The highest state is Hawaii, which is an island, so gas prices have always been higher. The second highest state is California, where gas is more expensive to refine because of a state-mandated blend designed to reduce emissions and refineries closing rather than upgrading their facilities. The price factors for those states would remain no matter which party occupied the governor's office -- something Bannister didn't bother to tell his readers.

Editor Terry Jeffrey served up his own contribution to the genre in a March 3 article:

All nine states with the lowest annual average unemployment rates for 2022 had Republican governors during that year, while all ten states with the highest annual average unemployment rates had Democratic governors.
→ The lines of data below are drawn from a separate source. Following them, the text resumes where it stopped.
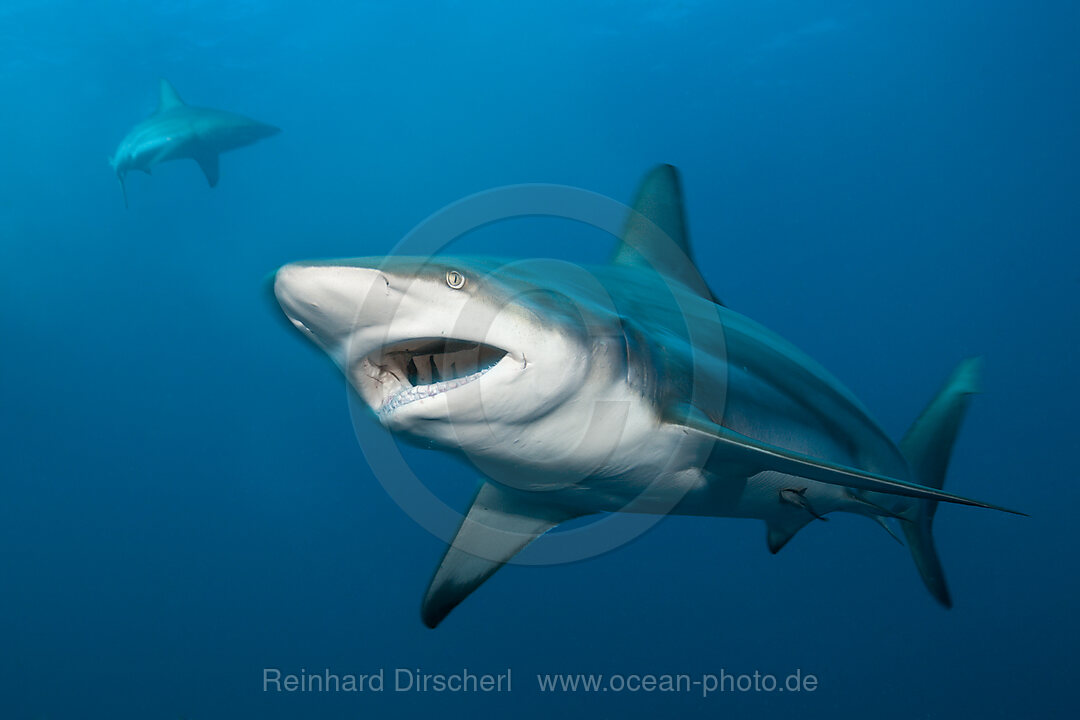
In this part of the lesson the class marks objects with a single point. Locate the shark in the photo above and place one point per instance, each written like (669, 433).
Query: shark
(626, 389)
(179, 131)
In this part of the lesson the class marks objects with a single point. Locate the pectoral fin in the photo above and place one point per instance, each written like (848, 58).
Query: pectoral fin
(758, 457)
(208, 163)
(500, 522)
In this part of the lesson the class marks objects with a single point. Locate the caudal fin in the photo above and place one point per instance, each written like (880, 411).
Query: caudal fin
(928, 446)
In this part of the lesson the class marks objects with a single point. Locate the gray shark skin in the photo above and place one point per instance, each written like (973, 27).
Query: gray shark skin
(626, 389)
(177, 131)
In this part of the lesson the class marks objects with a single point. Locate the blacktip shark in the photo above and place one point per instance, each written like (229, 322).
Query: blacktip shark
(178, 131)
(508, 365)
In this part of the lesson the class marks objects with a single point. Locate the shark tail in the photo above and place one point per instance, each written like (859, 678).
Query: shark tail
(928, 446)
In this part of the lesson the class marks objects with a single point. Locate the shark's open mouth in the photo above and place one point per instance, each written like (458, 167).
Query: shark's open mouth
(410, 370)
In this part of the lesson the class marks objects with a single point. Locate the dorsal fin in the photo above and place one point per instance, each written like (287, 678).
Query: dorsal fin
(655, 234)
(169, 98)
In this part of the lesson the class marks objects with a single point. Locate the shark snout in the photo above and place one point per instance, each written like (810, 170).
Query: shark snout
(326, 302)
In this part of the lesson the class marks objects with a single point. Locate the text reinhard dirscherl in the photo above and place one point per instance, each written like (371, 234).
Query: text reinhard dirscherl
(415, 680)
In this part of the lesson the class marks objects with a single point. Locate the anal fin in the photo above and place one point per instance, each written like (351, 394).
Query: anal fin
(499, 524)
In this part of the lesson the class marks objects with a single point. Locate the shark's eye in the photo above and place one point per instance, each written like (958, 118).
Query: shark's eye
(455, 280)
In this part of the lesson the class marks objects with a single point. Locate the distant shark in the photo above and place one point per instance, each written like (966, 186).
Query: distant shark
(509, 366)
(177, 131)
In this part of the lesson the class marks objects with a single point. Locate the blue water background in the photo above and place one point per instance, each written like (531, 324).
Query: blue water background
(892, 186)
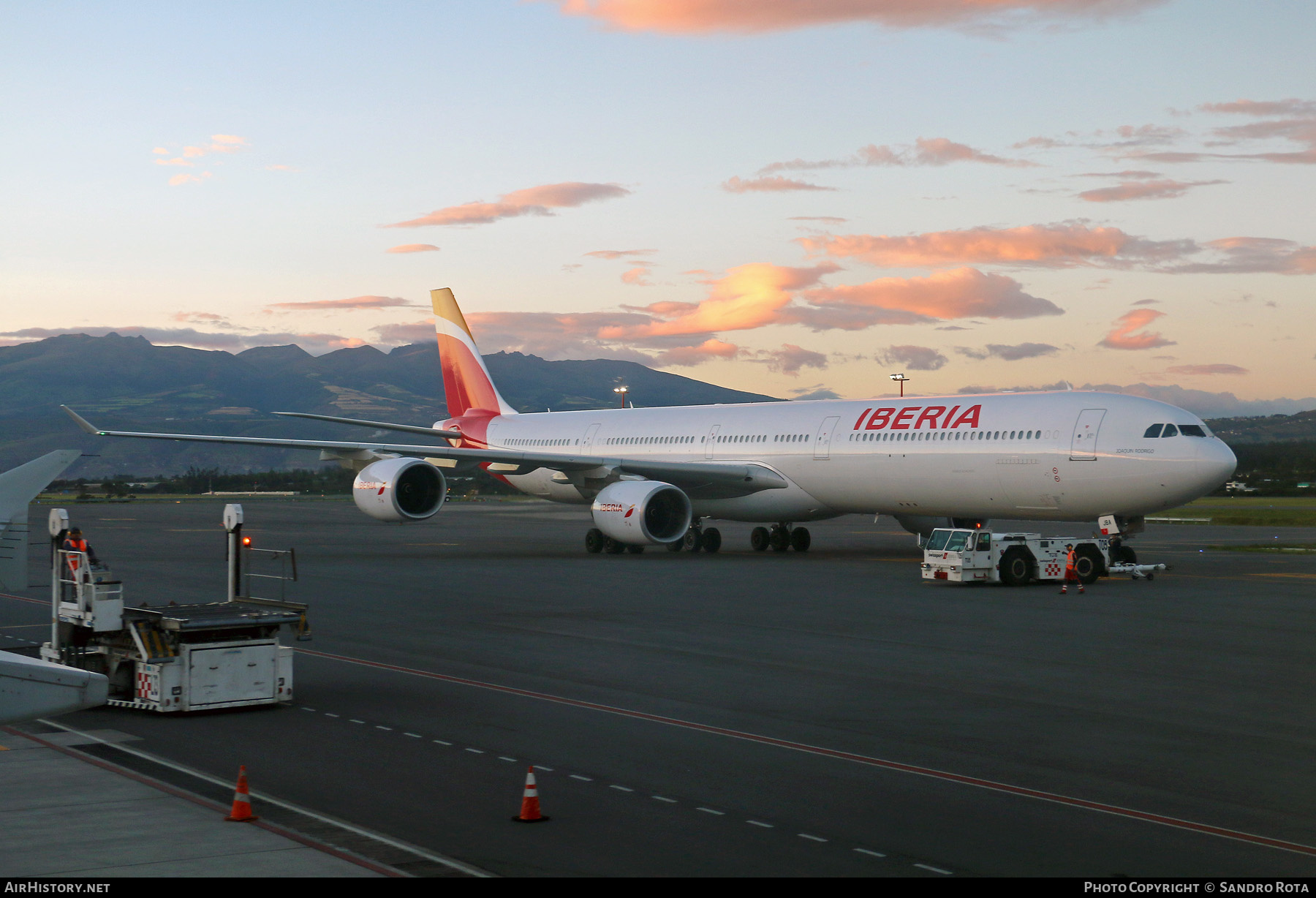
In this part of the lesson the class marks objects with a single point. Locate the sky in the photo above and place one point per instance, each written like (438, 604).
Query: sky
(787, 197)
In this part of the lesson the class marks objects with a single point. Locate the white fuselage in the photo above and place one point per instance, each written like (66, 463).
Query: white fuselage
(1051, 456)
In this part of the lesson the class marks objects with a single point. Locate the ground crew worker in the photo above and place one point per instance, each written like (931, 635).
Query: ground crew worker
(1070, 570)
(74, 541)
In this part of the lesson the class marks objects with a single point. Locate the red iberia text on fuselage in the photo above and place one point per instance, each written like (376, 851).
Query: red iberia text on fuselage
(910, 418)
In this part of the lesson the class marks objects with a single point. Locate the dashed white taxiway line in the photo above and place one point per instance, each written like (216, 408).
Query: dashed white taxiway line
(1115, 810)
(581, 777)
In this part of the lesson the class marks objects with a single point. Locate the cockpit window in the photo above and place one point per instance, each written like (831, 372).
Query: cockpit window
(939, 540)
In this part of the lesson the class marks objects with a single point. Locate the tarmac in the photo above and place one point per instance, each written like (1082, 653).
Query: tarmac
(744, 714)
(69, 815)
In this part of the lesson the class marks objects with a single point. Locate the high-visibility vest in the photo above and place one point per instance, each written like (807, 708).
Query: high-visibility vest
(74, 546)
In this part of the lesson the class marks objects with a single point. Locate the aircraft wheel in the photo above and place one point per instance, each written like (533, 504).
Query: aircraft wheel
(801, 539)
(712, 540)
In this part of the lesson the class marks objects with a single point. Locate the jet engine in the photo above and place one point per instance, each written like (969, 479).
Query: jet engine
(643, 511)
(399, 490)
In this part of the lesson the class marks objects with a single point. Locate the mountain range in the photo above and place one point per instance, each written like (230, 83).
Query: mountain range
(128, 383)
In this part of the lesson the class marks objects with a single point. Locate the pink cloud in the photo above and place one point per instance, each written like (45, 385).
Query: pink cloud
(345, 304)
(749, 297)
(790, 358)
(771, 184)
(1123, 336)
(1255, 254)
(620, 253)
(406, 333)
(956, 294)
(532, 200)
(926, 151)
(1059, 245)
(690, 356)
(1010, 353)
(1197, 370)
(758, 16)
(1144, 190)
(636, 277)
(414, 248)
(916, 358)
(1290, 107)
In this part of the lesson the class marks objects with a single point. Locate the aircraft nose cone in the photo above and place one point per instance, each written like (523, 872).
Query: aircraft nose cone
(1217, 462)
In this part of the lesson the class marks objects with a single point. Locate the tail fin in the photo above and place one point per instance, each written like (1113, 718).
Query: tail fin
(466, 382)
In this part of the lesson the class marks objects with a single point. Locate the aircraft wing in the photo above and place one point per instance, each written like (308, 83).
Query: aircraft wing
(697, 478)
(20, 485)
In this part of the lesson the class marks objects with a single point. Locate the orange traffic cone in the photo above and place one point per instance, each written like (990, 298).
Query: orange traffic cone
(531, 802)
(241, 801)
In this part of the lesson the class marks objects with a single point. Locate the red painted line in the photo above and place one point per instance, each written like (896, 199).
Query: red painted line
(204, 802)
(848, 756)
(24, 598)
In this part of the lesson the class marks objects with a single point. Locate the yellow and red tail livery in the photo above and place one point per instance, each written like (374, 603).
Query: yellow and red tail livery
(467, 385)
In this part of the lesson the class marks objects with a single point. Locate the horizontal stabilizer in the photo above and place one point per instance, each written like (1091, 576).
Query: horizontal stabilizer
(382, 426)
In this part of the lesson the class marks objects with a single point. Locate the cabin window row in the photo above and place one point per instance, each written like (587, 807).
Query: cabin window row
(646, 442)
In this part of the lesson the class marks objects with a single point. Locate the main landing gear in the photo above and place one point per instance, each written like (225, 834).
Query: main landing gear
(779, 539)
(699, 539)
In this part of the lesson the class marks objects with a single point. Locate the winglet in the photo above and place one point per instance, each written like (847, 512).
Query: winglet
(80, 422)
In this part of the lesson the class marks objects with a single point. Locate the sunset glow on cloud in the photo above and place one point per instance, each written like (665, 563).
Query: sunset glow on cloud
(776, 184)
(532, 200)
(942, 295)
(741, 18)
(1124, 333)
(1061, 245)
(355, 303)
(763, 192)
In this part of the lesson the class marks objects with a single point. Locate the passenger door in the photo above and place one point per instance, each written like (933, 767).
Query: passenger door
(822, 442)
(1084, 445)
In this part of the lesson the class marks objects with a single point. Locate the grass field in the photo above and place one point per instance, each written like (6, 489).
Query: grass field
(1250, 511)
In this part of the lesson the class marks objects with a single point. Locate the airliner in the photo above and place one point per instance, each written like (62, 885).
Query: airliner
(656, 475)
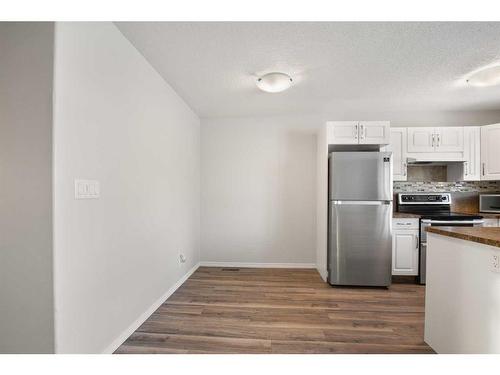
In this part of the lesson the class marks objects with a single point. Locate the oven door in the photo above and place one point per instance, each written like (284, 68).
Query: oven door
(423, 238)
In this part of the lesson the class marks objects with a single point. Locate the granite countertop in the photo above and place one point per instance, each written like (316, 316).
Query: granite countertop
(484, 235)
(404, 215)
(486, 215)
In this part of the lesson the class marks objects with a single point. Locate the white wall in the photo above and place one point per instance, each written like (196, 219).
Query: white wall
(26, 293)
(322, 202)
(261, 199)
(116, 120)
(258, 191)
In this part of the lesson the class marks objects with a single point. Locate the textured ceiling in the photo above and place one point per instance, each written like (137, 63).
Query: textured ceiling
(345, 67)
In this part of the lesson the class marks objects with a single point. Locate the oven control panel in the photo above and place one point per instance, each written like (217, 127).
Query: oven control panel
(424, 198)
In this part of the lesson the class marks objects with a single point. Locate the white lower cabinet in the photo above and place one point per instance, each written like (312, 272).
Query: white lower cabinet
(405, 247)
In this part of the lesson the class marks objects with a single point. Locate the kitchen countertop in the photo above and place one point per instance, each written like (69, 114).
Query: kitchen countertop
(404, 215)
(483, 235)
(484, 214)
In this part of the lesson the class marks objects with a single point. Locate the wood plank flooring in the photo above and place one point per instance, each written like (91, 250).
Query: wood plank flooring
(254, 310)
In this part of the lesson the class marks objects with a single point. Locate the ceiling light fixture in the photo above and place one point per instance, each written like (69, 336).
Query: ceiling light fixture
(274, 82)
(487, 76)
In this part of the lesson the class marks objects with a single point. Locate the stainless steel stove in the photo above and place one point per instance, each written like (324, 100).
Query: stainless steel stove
(434, 210)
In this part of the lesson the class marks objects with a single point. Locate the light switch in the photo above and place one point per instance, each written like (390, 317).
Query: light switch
(87, 189)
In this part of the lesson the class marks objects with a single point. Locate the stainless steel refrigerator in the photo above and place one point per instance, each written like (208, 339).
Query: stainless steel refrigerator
(360, 215)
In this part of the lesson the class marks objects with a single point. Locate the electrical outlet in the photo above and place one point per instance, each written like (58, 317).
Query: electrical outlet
(182, 258)
(87, 189)
(495, 262)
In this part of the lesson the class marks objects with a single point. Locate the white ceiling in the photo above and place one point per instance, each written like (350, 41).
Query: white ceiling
(346, 67)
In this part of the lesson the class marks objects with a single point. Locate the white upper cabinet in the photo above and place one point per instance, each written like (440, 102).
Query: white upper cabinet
(443, 139)
(449, 139)
(374, 132)
(490, 152)
(472, 153)
(398, 148)
(358, 132)
(342, 132)
(421, 140)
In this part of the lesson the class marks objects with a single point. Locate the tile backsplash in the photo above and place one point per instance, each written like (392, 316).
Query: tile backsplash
(461, 186)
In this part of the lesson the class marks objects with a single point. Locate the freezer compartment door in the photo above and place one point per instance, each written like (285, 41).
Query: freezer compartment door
(359, 243)
(360, 176)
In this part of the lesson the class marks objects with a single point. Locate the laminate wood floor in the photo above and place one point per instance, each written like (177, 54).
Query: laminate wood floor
(255, 310)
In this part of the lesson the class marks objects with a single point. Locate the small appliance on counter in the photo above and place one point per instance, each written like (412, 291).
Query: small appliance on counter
(434, 210)
(489, 203)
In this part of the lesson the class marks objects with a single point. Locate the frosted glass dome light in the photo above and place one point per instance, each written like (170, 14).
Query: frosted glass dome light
(274, 82)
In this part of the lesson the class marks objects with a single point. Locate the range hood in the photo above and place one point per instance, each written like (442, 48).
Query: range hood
(435, 162)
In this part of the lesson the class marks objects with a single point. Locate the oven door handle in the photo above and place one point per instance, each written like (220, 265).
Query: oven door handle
(425, 221)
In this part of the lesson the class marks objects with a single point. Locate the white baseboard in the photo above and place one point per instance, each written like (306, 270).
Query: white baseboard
(323, 274)
(257, 265)
(146, 314)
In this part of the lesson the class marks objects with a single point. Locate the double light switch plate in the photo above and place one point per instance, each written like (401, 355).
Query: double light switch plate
(87, 189)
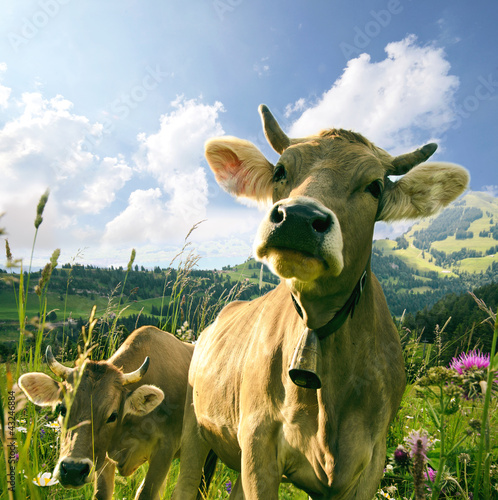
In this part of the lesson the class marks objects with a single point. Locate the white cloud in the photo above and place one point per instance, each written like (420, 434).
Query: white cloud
(4, 91)
(173, 157)
(299, 105)
(46, 145)
(491, 190)
(406, 98)
(110, 176)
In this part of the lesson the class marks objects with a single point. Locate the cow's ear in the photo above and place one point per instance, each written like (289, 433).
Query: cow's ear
(423, 191)
(240, 168)
(143, 400)
(40, 389)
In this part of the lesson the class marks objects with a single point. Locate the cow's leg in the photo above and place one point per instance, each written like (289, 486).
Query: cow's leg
(159, 464)
(261, 471)
(193, 454)
(104, 482)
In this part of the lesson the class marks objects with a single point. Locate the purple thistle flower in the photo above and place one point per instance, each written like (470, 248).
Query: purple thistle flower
(467, 361)
(418, 443)
(401, 457)
(430, 475)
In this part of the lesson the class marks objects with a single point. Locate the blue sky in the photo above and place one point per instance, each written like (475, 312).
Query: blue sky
(109, 104)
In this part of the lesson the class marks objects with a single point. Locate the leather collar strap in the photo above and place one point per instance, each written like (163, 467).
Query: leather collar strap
(340, 317)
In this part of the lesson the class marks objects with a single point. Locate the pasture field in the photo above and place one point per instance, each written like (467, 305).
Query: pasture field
(443, 442)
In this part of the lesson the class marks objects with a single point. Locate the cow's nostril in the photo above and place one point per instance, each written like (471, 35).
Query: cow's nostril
(85, 470)
(277, 215)
(322, 224)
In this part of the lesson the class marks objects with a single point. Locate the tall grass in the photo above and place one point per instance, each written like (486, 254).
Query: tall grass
(461, 453)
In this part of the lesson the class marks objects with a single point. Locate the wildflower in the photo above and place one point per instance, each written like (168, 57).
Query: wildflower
(132, 259)
(54, 426)
(44, 479)
(466, 361)
(401, 456)
(430, 475)
(418, 443)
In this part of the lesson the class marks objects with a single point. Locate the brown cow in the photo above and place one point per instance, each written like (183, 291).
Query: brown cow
(328, 191)
(137, 416)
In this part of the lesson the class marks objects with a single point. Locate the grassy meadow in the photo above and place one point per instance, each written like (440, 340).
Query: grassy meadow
(443, 442)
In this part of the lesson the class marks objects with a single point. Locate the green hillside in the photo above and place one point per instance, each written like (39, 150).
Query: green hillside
(452, 252)
(462, 238)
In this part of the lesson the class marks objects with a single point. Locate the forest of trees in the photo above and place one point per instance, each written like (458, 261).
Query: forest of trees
(407, 291)
(453, 221)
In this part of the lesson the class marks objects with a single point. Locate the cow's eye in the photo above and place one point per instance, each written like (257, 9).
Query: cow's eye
(112, 417)
(375, 189)
(279, 174)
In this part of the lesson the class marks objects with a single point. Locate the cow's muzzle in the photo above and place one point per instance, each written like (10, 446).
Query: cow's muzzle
(298, 226)
(74, 473)
(300, 238)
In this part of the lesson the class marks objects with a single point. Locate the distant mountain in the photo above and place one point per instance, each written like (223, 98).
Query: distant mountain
(452, 252)
(462, 238)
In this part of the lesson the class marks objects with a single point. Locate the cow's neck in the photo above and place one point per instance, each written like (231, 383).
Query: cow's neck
(328, 315)
(339, 317)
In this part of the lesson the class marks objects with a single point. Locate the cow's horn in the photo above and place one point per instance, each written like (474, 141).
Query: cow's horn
(59, 369)
(136, 376)
(403, 163)
(274, 134)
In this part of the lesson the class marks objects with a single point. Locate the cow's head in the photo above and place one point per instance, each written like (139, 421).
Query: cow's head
(328, 190)
(99, 406)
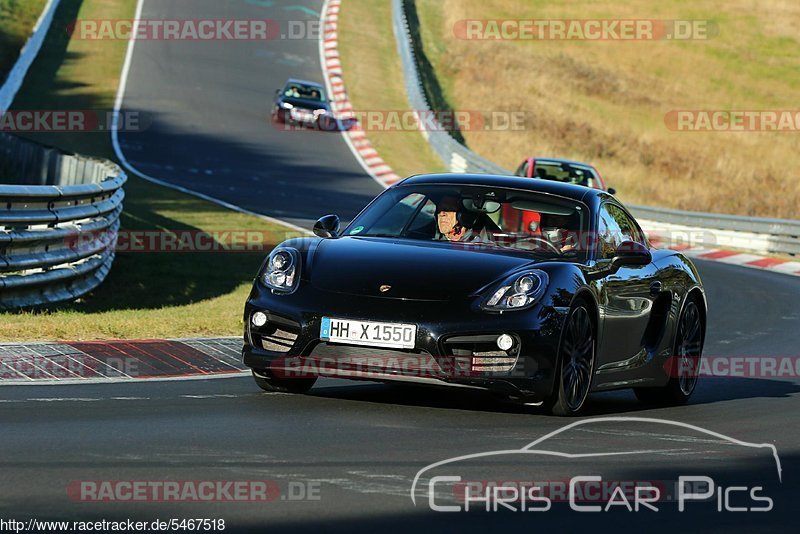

The published the annual average unemployment rates for all fifty states.

What Jeffrey didn't mention: Most of those Republican-led states with the lowest unemployment are mostly either sparsely populated states in flyover areas or tiny states in the Northeast like Vermont and New Hampshire, while the states with the highest unemployment include three of the most populous, Illinois, New York and California.

This was an echo of an Oct. 6 article by intern Lauren Shank that claimed "the national average price of regular unleaded gas was $3.831, with top blue states charging over a dollar more and top red states charging just below the national average, which also omitted context about why gas prices are high in states like California.